Wurm und Kollegen testeten schließlich den Einbau von Phosphatesterbrücken in PLA – ganz ähnlichen chemischen Verbindungen, wie sie etwa in natürlichen RNA-Molekülen vorkommen. RNA zerfällt unter anderem wegen dieser Phosphatester unter natürlichen Bedingungen sehr schnell durch Hydrolyse, und auch die Enzyme vieler Mikroorganismen sind darauf spezialisiert, Molekülketten hier anzugreifen und zu zerlegen. Das Team um Wurm veränderte PLA durch eine bei der Polymerisierung kontrollierte, unterschiedlich gründliche intramolekulare Transveresterung – fügte also unterschiedlich viele Phosphatesterbrücken in unterschiedlichen, definierten Abständen in die Polylactidkette ein.

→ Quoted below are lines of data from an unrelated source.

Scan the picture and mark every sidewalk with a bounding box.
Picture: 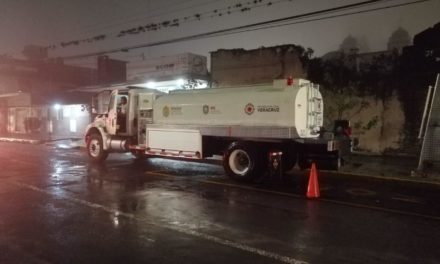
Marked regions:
[0,133,83,144]
[0,134,440,186]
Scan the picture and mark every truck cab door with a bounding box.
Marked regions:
[105,90,118,135]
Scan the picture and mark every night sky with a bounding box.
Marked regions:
[0,0,440,66]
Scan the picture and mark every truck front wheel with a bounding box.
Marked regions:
[87,133,108,162]
[223,142,264,181]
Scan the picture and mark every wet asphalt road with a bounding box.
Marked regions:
[0,143,440,263]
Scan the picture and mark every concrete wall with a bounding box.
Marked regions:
[7,105,90,138]
[324,91,405,153]
[211,45,306,87]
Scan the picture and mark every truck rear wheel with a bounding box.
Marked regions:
[223,142,264,181]
[87,133,108,162]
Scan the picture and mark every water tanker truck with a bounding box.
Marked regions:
[85,79,350,181]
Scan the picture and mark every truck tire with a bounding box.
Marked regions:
[223,142,267,182]
[87,133,108,162]
[281,151,296,172]
[131,150,147,160]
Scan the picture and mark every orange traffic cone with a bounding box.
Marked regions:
[307,162,319,198]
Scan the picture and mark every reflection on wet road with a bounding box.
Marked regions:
[0,143,440,263]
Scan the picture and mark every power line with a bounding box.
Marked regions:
[49,0,292,49]
[57,0,218,41]
[61,0,431,60]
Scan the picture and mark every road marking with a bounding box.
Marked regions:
[345,188,376,196]
[391,196,423,204]
[146,172,440,221]
[8,181,308,264]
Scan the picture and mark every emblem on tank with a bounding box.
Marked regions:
[162,106,170,117]
[244,103,255,115]
[203,105,209,115]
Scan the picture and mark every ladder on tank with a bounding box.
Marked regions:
[417,74,440,174]
[307,83,322,133]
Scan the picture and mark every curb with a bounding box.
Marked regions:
[0,138,44,145]
[322,170,440,187]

Dann testeten die Forschenden, wie schnell die Produkte sich im Meerwasser zersetzen. Sie maßen dazu in regelmäßigen Zeitintervallen die Dicke der Kunststoffe und die Freisetzung von Milchsäure, dem Abbauprodukt von PLA. Dabei zeigte sich: je mehr chemische Sollbruchstellen, desto schneller der Abbauprozess. PLA-Ketten, die zu 15 Prozent aus transveresterten, modifizierten Ketten bestanden, zerfielen innerhalb von zwei Wochen vollständig in Milchsäure. Je weniger angreifbare Ester in der Kette, desto länger dauert der Abbau: Die Dauer der Bioabbaubarkeit durch Hydrolyse ließe sich mit diesem Prozess demnach gezielt von Tagen bis hin zu Jahren steuern, schreiben die Autoren in ihrer Veröffentlichung im Fachblatt »Journal of the American Chemical Society«. Wichtig sei zudem, dass sich die thermischen und mechanischen Materialeigenschaften des Kunststoffs nicht wesentlich verändern, solange nicht zu viele chemische Sollbruchstellen eingebaut sind.

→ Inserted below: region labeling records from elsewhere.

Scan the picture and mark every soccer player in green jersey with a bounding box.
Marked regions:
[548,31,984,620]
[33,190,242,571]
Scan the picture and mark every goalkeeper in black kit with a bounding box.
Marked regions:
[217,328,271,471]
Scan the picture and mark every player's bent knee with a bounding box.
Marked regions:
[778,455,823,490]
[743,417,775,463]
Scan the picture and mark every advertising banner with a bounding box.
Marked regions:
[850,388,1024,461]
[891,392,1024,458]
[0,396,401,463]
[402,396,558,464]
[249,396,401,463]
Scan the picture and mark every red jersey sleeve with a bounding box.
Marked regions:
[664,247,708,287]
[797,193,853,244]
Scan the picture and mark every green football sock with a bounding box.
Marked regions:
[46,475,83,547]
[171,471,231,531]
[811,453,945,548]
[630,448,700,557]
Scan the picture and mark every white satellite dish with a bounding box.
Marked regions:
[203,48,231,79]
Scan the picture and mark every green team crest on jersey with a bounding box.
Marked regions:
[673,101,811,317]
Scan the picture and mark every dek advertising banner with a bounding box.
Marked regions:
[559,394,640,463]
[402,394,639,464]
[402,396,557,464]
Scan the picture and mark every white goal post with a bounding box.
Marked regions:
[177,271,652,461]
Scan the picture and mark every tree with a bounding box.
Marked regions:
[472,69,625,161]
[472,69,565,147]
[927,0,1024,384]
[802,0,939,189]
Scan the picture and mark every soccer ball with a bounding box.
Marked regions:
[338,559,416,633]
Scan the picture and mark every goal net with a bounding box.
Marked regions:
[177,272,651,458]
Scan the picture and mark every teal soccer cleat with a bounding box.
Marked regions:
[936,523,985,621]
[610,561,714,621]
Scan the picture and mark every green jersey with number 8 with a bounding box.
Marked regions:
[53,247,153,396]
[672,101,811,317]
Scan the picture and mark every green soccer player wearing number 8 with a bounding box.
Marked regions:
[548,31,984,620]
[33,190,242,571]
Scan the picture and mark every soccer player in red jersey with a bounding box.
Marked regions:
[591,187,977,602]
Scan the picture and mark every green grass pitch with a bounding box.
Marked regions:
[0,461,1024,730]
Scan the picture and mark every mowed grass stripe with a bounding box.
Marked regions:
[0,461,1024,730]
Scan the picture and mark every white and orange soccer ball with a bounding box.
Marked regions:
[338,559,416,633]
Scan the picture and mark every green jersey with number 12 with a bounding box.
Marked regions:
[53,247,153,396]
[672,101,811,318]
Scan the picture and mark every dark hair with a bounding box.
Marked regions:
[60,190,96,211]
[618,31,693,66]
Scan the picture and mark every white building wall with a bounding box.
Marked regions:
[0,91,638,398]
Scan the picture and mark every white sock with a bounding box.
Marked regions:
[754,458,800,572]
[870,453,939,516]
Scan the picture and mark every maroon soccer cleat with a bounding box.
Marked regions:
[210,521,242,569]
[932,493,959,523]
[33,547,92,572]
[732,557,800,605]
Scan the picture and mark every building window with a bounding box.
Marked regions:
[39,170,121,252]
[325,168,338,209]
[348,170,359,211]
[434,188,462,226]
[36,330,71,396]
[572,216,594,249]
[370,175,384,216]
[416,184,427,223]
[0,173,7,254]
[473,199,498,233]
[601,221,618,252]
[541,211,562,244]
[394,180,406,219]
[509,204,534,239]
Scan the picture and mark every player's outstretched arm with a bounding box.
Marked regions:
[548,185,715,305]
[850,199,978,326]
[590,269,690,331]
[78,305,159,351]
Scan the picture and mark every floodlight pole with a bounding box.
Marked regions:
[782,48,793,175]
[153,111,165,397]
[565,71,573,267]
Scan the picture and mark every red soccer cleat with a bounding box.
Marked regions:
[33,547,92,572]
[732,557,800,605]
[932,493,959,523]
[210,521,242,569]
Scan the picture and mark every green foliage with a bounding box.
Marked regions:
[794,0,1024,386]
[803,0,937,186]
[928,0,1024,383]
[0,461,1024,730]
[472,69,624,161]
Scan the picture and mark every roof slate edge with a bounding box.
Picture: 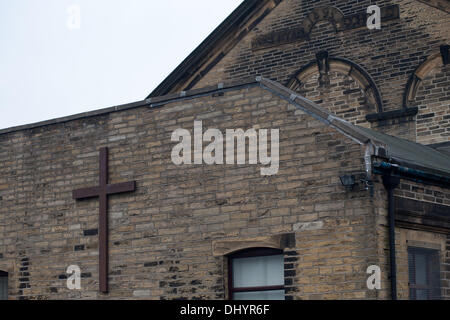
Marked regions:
[146,0,282,99]
[0,78,258,135]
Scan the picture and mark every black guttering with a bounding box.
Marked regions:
[147,0,274,99]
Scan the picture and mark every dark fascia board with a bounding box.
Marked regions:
[146,0,281,99]
[366,107,419,122]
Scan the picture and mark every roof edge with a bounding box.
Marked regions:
[146,0,282,99]
[0,78,258,135]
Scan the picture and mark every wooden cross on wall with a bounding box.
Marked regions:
[73,147,136,293]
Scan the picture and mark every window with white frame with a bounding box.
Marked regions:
[228,248,285,300]
[408,247,441,300]
[0,271,8,300]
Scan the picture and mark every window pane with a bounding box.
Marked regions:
[234,290,284,300]
[416,253,428,285]
[233,255,284,288]
[416,289,428,300]
[0,277,8,300]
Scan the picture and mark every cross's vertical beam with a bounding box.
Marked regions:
[72,147,136,293]
[99,148,108,293]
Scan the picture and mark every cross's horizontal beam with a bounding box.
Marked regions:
[72,181,136,199]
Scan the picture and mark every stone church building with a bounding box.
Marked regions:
[0,0,450,300]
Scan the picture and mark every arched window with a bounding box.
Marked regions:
[228,248,285,300]
[0,270,8,300]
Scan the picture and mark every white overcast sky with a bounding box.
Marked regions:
[0,0,242,129]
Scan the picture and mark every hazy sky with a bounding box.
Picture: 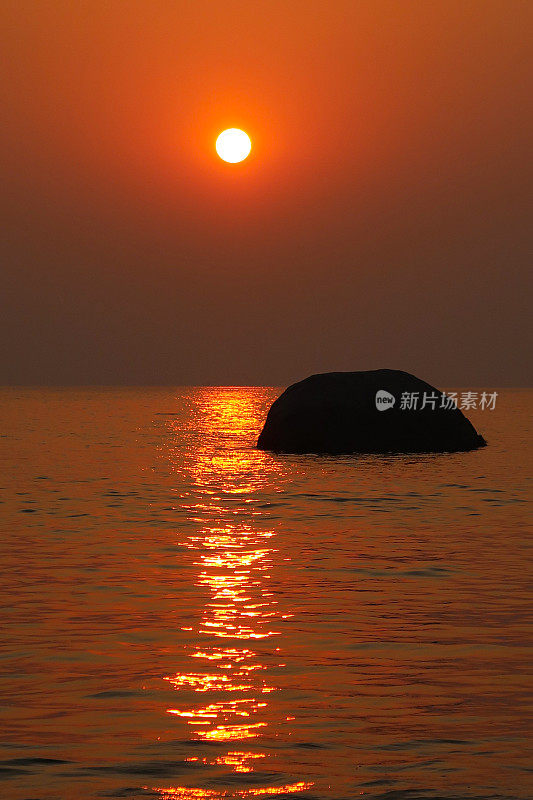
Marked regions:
[0,0,533,386]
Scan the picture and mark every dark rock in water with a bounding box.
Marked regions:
[257,369,486,454]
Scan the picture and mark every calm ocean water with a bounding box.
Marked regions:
[0,388,533,800]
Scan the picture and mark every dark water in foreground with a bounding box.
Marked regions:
[0,388,533,800]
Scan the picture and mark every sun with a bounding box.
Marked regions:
[215,128,252,164]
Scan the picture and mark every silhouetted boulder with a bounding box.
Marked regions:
[257,369,486,454]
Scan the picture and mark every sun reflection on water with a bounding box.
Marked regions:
[153,389,311,798]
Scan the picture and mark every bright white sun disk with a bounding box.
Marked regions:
[215,128,252,164]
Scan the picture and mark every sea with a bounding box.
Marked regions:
[0,387,533,800]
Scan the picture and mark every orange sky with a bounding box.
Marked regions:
[0,0,533,386]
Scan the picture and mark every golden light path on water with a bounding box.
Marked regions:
[152,389,312,800]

Der Einbau von Phosphatester-Sollbruchstellen könnte ein universeller Ansatz sein, mit dem die Bioabbaubarkeit auch von anderen Polymeren erhöht werden kann, hoffen die Forscher – und das sowohl im Meerwasser wie auch im Boden. Dies wäre dann ein wichtiger Schritt hin zu weniger umweltbelastenden Kunststoffprodukten.